“Danza Duende” – Remarks from a male perspective

by Ahanti Camarano

(Traduzido a pedido)
I wrote these notes from Serpa, Portugal, during the 3rd Danza Duende International Festival. Created by Yumma Mudra, a French-American witch-gypsy-dancer, the ‘Duende’ is really a delightful party of the feminine energies, expressed in an explosion of creativity that pervades this peaceful mediavel town’s deserted streets, close to the Spanish border in the Andaluzian region.

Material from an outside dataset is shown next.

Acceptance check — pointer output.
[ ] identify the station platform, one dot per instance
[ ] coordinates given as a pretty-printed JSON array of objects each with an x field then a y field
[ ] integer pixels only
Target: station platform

I came here through the invitation received by my wife, Tiffani Gyatso, to offer her “Slow Art” workshop as part of the event’s program. We took advantage of our planned vacations on a rented RV through Spain and Portugal, and put it all together. And what a surprise to arrive at this stronghold of art and creativity in the middle of the Portuguese ‘Alentejo’. 
The Festival is organized around the so-called ‘duende’, the creative ‘spirit’ behind eveything that takes place here, developed into a system and a school of creation by Yumma Mudra – and that I barely begin to understand while observing the activities and performances in Serpa. 
For five days, the city is fully dedicated to the event, with accommodations and local restaurants overflooded by the (majority of) women that come here to improve their expression in the ‘duende’, to share their works of art, to teach, comingle, create, laugh and cry together. In a word, to touch and open all and everything around them.
The city itself has an interesting story, earning its name from a serpent-dragon (“Serpa”) which – in ancient times – was supposed to show up in critical moments to help and support the local population, or to save them from external threats, like an enemy attack. 
Curiously, the city was kept (or so it seems to!) as it was a long time ago, with stone-paved streets, and its low, small white houses, and a wall marking the aqueduct and former castle that once defended the medieval town. Suspended time, suspended world.
One will be surprised to find the amount of modern facilities the city has to offer, like the two theaters, a high-quality public swimming-pool, plus the wonderful restaurants, all of it disguised behind old-aged white facades. 
The event has four ‘official’ languages: English, Spanish, French and Portuguese. But, in truth, the official language is that of creativity expressed through the body, the gesture and the movement, more than any spoken word, so that one can always enjoy what is being communicated, since it’s non-verbal. 
Women come from several countries, ages, and backgrounds. You can find from real gypsies (literally!) to high-level Brussels state bureocracy executives, all emerging here with their own unique, authentic contribution to this creative party that probably has no similar throughout the world. All of them absolutely gorgeous, with no exceptions.
Once again, I’m taken aback by the sheer absence of men in events of this kind. We are maybe 6 or 7 among 70+ women, whose presence dominate, with large margin, the masculine one. In his lecture on Friday morning, July 22nd, Michel Rahji, Yumma’s partner and co-organizer of the event, emphasized this point, saying also that most men present here came to the festival through their wives/partners, as it was in my case. Very seldom an event on the ‘Danza Duende’ will be an attractor for men these days.
In times like these, a small participation from the masculine side catches everyone’s attention, like yesterday’s evening, when four representatives of the local choir joined the group of women who were celebrating the four elements, and offered typical Serpa’s songs to enliven our night, in a rare combination of lost innocence and presence that touched all the participants. 
The feminine is growing, spreading itself, expanding the perceivable horizons, and not only in the more ‘obvious’ spaces, like in dance, arts, and creativity, but also in the corporate world. More and more, women are occupying spaces formerly reserved to men, from oil rigs to large corporations board rooms, not to mention the public sphere, where we can already find great women leaders – Angela Merkel, Theresa May, Hillary Clinton (?).
This is obviously a positive change – it’s never too much stressing this point – that must also be followed now by an expansion of the masculine, i.e., of the male presence in these so-called ‘typically feminine’ meetings, like this Danza Duende here in Serpa.
It’s about time for men to wake up to what is happening and begin opening themselves to the feminine aspect – within themselves and in others –, and to discover new elements of their own psyche, in order to catch-up with what their female partners are doing, so that they could walk together towards a more integral, more integrated, and more balanced way of living. 
Maybe it is only when we, men, find ourselves ready to embrace this last step that the world might collectively raise from a predominantly male chauvinistic ethos – most noticeably in the corporate sphere – and the planet could move towards a more balanced stage, where the Great Mother – Nature, the big “She” – becomes the guide to our daily actions. 
Should this movement take less then 100 years, then we might have a chance of surviving in this little Planet Earth of ours.